Chapter 6, Problem 33P

A sled is initially given a shove up a frictionless 23.0° incline. It reaches a maximum vertical height 1.22 m higher than where it started at the bottom. What was its initial speed?

To determine

Initial speed of the sled.

Answer to Problem 33P

Solution:Initial speed of the sled is 4.9 m/s.

Explanation of Solution

Given:Final height, $h_f=1.22\text{ m}$

Formula Used:

The forces acting on sled are the force due to gravity and normal force. Work done by the normal force is zero because of perpendicular to the direction motion.

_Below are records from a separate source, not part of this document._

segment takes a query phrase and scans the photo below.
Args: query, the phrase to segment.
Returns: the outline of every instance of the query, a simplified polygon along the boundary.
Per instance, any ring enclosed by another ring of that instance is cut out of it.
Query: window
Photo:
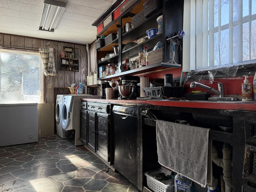
[[[254,0],[185,0],[184,21],[183,71],[256,63]]]
[[[41,62],[39,52],[0,49],[0,104],[42,102]]]

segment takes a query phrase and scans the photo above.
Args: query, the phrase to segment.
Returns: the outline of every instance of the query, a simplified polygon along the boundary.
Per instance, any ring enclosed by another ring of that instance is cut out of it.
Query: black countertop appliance
[[[101,90],[102,92],[102,96],[101,96],[100,98],[101,99],[106,99],[106,92],[105,90],[106,88],[108,87],[111,87],[110,85],[109,85],[109,83],[107,81],[105,81],[104,82],[101,82],[100,83],[101,85]]]

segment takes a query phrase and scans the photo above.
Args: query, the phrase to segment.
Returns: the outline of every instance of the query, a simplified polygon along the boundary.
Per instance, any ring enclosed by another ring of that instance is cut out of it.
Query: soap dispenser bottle
[[[252,84],[249,82],[247,76],[244,75],[244,80],[241,84],[242,100],[248,101],[252,100]]]

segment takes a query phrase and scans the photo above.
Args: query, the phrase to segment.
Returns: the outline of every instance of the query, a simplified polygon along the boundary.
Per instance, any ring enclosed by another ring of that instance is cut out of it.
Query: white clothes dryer
[[[65,95],[57,95],[55,105],[55,122],[56,122],[57,134],[62,139],[66,139],[66,137],[65,136],[65,130],[62,128],[61,122],[62,99],[63,96]]]

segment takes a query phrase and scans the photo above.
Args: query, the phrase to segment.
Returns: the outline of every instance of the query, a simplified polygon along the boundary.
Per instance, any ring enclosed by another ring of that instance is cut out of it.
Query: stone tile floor
[[[135,192],[138,189],[83,146],[57,135],[0,147],[0,192]]]

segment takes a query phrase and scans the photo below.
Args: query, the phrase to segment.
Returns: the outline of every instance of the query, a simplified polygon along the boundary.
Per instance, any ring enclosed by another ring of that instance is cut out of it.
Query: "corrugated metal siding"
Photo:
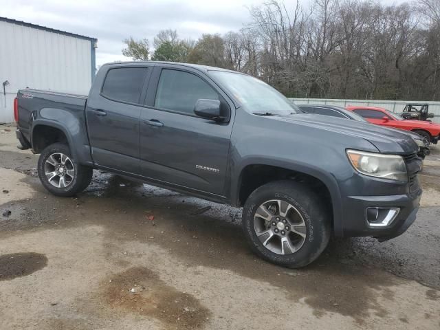
[[[91,52],[90,41],[0,21],[0,122],[14,121],[14,98],[27,87],[87,94]]]
[[[349,105],[359,105],[366,107],[380,107],[385,108],[392,112],[402,112],[405,106],[409,103],[429,104],[429,112],[434,113],[434,118],[431,120],[440,123],[440,102],[426,101],[383,101],[375,100],[337,100],[332,98],[290,98],[297,104],[321,104],[346,107]]]

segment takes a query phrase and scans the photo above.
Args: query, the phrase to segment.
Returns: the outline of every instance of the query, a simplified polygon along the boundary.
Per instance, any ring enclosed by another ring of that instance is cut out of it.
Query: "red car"
[[[406,120],[397,113],[376,107],[351,105],[346,107],[346,109],[364,117],[372,124],[415,132],[434,144],[437,144],[440,138],[439,124],[424,120]]]

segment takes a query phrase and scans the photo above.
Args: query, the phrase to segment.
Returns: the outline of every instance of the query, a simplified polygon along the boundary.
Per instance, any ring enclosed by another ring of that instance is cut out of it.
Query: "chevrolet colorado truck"
[[[94,168],[243,207],[261,257],[300,267],[331,235],[384,241],[415,221],[418,146],[406,134],[303,113],[258,79],[160,62],[102,65],[88,97],[23,89],[22,148],[41,183],[78,194]]]

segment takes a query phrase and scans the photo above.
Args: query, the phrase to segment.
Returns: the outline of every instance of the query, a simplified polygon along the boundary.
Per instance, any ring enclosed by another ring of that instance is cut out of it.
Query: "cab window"
[[[218,93],[195,74],[162,69],[155,107],[192,115],[195,103],[199,98],[219,100]]]

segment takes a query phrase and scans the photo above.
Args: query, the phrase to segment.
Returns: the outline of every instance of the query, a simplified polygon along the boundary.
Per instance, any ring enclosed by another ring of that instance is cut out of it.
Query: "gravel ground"
[[[0,126],[0,132],[7,128]],[[399,237],[334,239],[310,266],[265,263],[240,209],[95,171],[58,198],[0,133],[0,329],[440,328],[440,148]]]

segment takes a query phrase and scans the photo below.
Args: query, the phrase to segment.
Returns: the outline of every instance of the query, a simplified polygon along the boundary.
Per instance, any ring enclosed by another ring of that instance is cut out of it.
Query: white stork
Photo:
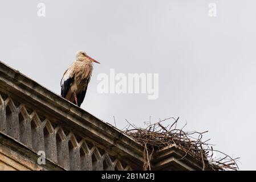
[[[100,63],[82,51],[76,53],[76,61],[67,69],[61,80],[61,96],[80,107],[92,75],[92,61]]]

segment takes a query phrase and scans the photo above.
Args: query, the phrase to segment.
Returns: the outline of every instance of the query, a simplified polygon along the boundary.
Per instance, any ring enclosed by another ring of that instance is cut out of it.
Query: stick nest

According to the law of conservation of energy

  $\begin{array}{l}{E}_{initial}=E_{final}\\ mg{h}_i+\frac{1}{2}m{v}_1{}^2=mg{h}_f+\frac{1}{2}m{v}_f{}^2\end{array}$

Where m is the mass of sled, $h_i$ is the initial height of sled, $v_i$ is the initial velocity of the sled, $v_f$ is the final velocity of the sled, $h_f$ is the final height of the sled, g is acceleration due to gravity.

Calculations:

The sled moving along the ground before it has gained any height. It has kinetic energy and no potential energy. The sled having slid up the plane and come to a rest, it has potential energy and no kinetic energy,

Substituting final height value in above equation and solve for initial velocity

  $\begin{array}{l}mg{h}_i+\frac{1}{2}m{v}_i{}^2=mg{h}_f+\frac{1}{2}m{v}_f{}^2\\ 0+\frac{1}{2}m{v}_i{}^2=mg{h}_f+0\\ \frac{1}{2}m{v}_i{}^2=mg{h}_f\\ v_i{}^2=2g{h}_f\\ v_i=\sqrt{2g{h}_f}\\ v_i=\sqrt{2\times 9.8\times 1.22}\\ v_i=\sqrt{23.91}\\ v_i=4.88=4.9\text{ m/s}\end{array}$

The initial velocity of the sled is $4.9\text{ m/s}$ and angle of the incline is not relevant to the solution.

Conclusion:The sled is moving atthe initial speed of $4.9\text{ m/s}$ to reach the maximum vertical height of $1.22\text{m}$ higher than where it started at the bottom.